Timothy W. Johnson∞
Using neurological development evidence, in Miller v. Alabama, the US Supreme Court determined that automatically sentencing juveniles (under 18) to life without the possibility of parole is unconstitutional. This article argues that the minimum age for eligibility of a life without the possibility of parole sentence should be 25, because the neurocognitive evidence used in Miller establishes that the still developing prefrontal cortex (PFC), and corresponding executive functions of planning, decision-making, and impulse control, in young adults (18-24) causes a diminished capacity that should result in a diminished criminal culpability.

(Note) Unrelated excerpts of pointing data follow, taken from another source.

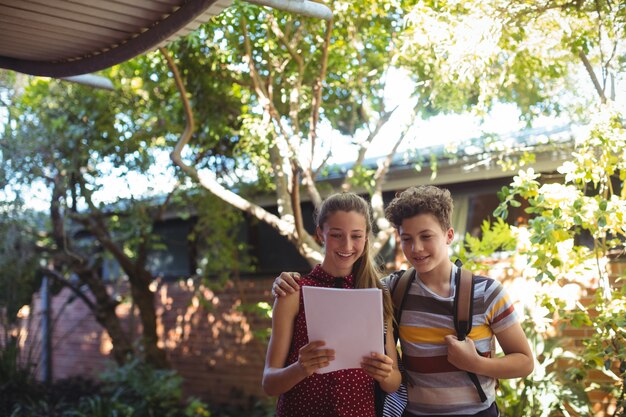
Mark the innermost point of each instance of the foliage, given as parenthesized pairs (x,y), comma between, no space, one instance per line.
(217,231)
(134,390)
(574,228)
(18,277)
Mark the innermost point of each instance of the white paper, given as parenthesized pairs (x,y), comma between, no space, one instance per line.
(350,321)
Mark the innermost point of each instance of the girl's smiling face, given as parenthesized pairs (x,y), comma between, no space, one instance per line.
(344,234)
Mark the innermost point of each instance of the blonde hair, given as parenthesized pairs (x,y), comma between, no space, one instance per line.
(365,271)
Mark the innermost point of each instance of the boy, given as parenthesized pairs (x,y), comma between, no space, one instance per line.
(433,357)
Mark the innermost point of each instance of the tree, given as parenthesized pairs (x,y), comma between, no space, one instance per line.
(292,75)
(562,59)
(64,135)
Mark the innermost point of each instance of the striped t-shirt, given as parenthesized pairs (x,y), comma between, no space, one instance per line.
(441,388)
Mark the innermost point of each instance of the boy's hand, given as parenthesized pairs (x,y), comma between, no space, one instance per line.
(378,366)
(462,354)
(285,284)
(311,357)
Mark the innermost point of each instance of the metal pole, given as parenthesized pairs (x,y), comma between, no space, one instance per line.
(46,332)
(303,7)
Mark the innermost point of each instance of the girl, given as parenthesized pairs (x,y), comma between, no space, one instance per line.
(343,225)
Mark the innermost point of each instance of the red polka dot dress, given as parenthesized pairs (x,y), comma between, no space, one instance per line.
(343,393)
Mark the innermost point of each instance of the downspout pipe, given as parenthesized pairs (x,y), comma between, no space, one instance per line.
(91,80)
(303,7)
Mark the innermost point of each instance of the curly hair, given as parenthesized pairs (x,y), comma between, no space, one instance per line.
(423,199)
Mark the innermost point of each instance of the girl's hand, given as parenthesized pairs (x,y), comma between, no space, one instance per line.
(286,283)
(311,357)
(378,366)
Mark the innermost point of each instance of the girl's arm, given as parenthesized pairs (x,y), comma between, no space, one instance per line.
(278,378)
(517,361)
(286,283)
(384,368)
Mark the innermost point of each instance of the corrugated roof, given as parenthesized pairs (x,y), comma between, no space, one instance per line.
(60,38)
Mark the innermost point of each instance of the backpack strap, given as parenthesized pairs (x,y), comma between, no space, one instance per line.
(399,289)
(463,313)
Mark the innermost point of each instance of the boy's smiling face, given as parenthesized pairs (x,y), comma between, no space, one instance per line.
(424,242)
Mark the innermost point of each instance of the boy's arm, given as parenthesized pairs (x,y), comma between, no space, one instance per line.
(517,361)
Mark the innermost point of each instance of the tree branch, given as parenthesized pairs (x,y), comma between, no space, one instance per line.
(210,183)
(592,75)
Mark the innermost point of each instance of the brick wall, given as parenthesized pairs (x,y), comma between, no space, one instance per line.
(212,346)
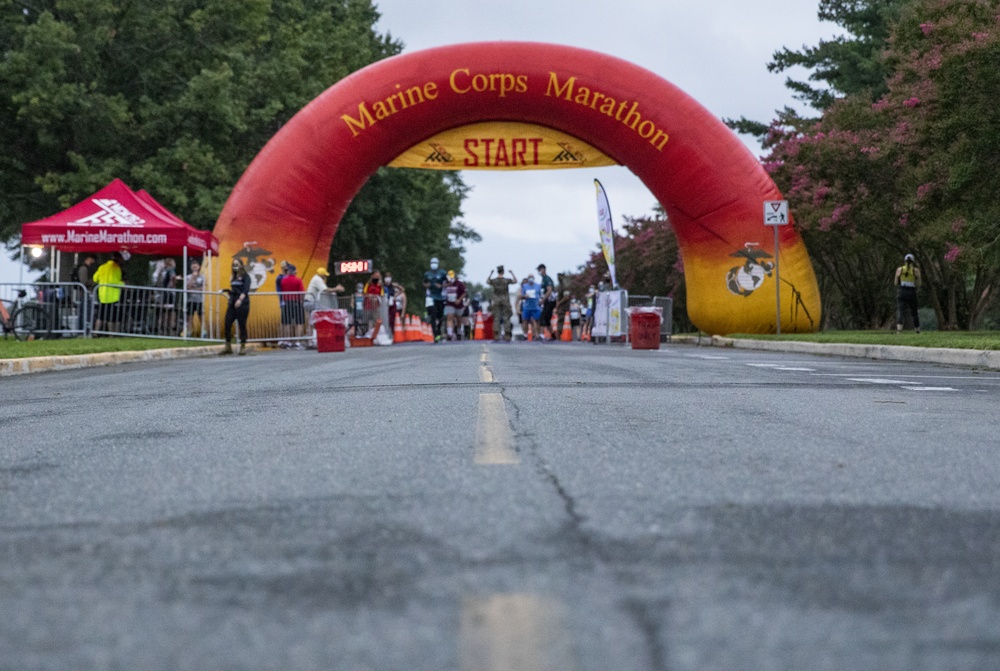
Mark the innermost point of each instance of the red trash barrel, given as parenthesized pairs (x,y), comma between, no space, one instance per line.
(645,329)
(330,329)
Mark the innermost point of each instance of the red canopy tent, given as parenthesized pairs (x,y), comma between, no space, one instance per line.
(117,219)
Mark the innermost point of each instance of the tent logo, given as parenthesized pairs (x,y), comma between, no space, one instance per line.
(112,213)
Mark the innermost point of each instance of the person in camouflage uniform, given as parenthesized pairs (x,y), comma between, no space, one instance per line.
(500,303)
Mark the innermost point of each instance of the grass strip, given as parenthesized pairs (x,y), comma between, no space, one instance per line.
(12,349)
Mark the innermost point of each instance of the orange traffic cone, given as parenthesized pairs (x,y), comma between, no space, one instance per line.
(397,330)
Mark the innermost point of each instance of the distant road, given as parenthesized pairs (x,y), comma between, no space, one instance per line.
(501,507)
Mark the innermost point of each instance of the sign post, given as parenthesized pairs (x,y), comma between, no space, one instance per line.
(775,215)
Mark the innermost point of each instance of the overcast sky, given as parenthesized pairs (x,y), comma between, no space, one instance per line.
(715,50)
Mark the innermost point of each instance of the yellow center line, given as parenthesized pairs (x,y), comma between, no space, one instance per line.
(514,632)
(494,439)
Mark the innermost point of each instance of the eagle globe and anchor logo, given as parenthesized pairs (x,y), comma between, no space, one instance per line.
(745,279)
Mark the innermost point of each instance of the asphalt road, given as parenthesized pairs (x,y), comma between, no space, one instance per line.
(501,507)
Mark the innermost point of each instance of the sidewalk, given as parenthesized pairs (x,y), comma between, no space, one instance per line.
(972,358)
(9,367)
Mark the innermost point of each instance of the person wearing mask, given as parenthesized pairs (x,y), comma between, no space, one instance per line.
(194,284)
(166,278)
(395,293)
(83,274)
(433,285)
(454,304)
(907,282)
(500,303)
(315,292)
(284,330)
(238,307)
(548,300)
(531,310)
(292,291)
(108,295)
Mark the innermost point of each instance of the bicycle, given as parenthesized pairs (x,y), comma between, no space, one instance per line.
(25,321)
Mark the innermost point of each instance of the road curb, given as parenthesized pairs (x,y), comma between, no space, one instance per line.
(40,364)
(972,358)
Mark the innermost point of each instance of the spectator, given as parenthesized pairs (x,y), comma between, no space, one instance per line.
(292,291)
(83,274)
(562,308)
(315,293)
(434,283)
(360,316)
(285,329)
(500,305)
(396,294)
(238,308)
(531,310)
(907,281)
(548,300)
(194,284)
(590,304)
(166,278)
(454,303)
(109,295)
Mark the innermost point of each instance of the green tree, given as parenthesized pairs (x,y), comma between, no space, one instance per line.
(915,171)
(178,96)
(402,218)
(850,64)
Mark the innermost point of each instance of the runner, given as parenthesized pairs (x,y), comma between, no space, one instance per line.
(530,309)
(433,283)
(548,301)
(455,299)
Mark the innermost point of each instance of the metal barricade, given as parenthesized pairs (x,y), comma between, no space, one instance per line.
(59,309)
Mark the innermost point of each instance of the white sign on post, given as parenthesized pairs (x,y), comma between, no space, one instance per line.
(775,212)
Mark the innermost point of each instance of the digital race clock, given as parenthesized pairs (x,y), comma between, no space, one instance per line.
(348,267)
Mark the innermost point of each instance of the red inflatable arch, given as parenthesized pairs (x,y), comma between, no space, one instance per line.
(290,200)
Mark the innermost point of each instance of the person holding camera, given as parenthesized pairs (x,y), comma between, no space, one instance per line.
(500,303)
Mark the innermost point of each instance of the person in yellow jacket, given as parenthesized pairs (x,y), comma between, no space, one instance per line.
(907,282)
(108,312)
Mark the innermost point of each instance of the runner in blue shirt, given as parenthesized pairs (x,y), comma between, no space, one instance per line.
(530,306)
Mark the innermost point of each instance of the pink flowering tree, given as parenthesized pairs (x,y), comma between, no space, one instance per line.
(647,261)
(917,171)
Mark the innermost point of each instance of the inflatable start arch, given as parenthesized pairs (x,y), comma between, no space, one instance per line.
(605,110)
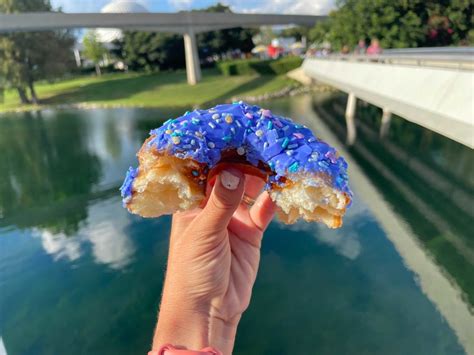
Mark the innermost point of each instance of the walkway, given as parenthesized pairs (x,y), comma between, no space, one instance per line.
(434,91)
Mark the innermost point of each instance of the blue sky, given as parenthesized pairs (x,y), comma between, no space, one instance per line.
(304,7)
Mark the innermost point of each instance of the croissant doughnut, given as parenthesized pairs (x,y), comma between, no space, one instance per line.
(304,176)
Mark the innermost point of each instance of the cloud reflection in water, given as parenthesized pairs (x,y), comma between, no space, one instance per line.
(104,231)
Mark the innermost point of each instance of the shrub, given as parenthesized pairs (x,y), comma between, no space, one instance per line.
(256,66)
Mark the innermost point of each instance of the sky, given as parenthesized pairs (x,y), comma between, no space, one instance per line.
(303,7)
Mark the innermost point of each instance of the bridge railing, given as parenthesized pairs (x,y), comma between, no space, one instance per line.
(445,57)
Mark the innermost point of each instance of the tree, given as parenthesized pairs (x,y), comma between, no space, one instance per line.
(94,50)
(28,57)
(150,51)
(221,41)
(397,23)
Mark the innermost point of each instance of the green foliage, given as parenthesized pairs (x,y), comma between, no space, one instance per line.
(217,42)
(262,67)
(31,56)
(93,49)
(398,23)
(149,51)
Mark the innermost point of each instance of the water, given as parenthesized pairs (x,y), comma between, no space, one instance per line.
(78,274)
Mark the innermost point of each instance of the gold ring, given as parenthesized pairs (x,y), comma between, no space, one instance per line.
(247,200)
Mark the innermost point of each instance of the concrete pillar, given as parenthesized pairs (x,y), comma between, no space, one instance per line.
(193,69)
(350,119)
(385,125)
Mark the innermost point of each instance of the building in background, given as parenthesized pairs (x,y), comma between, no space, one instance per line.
(107,36)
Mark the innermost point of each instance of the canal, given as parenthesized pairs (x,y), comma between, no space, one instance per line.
(78,274)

A 2021 study focusing on the use of life imprisonment in the United States led Ashley Nellis of The Sentencing Project to label life sentences “the lifeblood of mass incarceration.”1 The study argues for mass incarceration reform that starts with addressing sentences of mandatory imprisonment for life, or life without parole (LWOP).2 This recommendation stems from two factors: the use of this sentence has become commonplace in the American justice system and this, the longest, sentence sets the boundaries of the broader criminal sentencing framework.3 In the 2012 Miller v. Alabama decision, the US Supreme Court determined it unconstitutional to automatically sentence juveniles (under 18) to life without the possibility of parole based on neurological evidence pertaining to brain development.4 Did the Supreme Court overreach in its limitation of mandatory LWOP or err in the emphasis given to neuroscientific evidence? Or should the same neuroscientific evidence lead the Court to extend the minimum age? Should the same conclusions about criminal culpability reshape criminal sentencing on a large scale? What should be the minimum age for eligibility of LWOP based on neurological developmental age of maturation? The minimum age for eligibility of LWOP should be 25 because the prefrontal cortex (PFC)—and consequent executive functions (EFs) of planning, decision-making, and impulse control—do not reach maturation until the mid-20’s.5 In young adults (18-24), these still developing EFs create a diminished capacity and, therefore, a diminished criminal culpability.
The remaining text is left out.